Abstract

Abstract Thrips are known as cell-feeding sucking pests, but little information is available on which and how much of each subcellular fraction they ingest. In this study, the ingested amounts of nuclei and plastids in two representative thrips species (the western flower thrips, Frankliniella occidentalis, and the garden thrips, Frankliniella intonsa) along with two reference sucking pests (the two-spotted spider mite, Tetranychus urticae, a cell feeder, and the brown planthopper, Nilaparvata lugens, a sap feeder) were quantified by quantitative PCR using phytoene desaturase and rubisco as respective marker genes following feeding. The ingested amounts of plastids were significantly greater than those of nuclei in the thrips and mite species.
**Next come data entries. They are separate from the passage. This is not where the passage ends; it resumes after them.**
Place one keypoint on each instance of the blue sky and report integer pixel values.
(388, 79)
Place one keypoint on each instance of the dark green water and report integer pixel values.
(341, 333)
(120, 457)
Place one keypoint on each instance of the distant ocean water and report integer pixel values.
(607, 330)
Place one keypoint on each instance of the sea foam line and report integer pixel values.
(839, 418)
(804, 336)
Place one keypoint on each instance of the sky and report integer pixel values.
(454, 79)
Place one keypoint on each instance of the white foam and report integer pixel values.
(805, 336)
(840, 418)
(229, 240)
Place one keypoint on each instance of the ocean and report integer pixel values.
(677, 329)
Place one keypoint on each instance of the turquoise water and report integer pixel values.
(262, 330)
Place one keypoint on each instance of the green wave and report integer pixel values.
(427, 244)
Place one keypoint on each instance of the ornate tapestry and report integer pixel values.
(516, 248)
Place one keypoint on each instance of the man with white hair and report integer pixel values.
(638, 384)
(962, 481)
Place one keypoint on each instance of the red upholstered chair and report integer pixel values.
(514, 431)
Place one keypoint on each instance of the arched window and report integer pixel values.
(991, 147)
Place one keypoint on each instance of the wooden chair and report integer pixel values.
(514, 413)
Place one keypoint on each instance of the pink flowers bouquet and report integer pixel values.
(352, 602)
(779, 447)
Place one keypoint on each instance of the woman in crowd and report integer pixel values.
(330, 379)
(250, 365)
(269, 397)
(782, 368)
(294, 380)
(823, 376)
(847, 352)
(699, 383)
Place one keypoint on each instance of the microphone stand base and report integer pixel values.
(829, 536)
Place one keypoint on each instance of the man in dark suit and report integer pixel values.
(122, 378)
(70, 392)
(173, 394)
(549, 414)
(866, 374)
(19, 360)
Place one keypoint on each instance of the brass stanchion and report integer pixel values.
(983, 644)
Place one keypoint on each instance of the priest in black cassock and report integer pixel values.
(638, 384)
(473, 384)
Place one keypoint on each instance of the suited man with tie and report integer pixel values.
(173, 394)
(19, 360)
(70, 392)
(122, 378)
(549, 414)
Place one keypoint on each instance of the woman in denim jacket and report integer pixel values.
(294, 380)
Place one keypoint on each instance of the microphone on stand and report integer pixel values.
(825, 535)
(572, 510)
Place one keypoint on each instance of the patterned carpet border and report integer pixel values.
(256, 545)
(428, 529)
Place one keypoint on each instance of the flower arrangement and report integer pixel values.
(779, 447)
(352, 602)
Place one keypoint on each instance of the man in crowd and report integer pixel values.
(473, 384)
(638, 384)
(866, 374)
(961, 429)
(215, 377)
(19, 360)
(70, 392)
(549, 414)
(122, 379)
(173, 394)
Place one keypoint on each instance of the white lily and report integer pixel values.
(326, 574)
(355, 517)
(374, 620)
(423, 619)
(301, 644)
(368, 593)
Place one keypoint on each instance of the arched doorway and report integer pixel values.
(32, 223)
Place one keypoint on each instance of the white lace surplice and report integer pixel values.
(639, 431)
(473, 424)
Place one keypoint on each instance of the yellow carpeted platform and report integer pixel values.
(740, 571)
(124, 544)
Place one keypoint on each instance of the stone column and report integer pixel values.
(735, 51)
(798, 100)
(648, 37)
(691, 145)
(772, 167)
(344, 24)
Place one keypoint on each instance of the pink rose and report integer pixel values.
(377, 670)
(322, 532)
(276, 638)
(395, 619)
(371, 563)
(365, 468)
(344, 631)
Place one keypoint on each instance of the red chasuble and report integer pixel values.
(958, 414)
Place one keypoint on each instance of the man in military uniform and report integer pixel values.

In the thrips species, however, the fold differences in ingested amount between the two fractions were substantially lower than their original ratio in intact plant cells, suggesting that thrips ingest nuclei more selectively than plastids. Unlike the thrips species, the ratio between nuclei and plastids increased in T. urticae. In contrast to these cell-feeding insects, no subcellular fraction was detected in N. lugens. These findings suggest that transgenic expression of foreign hairpin RNA in the nucleus would deliver a substantial amount of target molecules to cell-feeding sucking pests, but not sap-feeding pests, when employing ingestion RNA interference-based control strategies.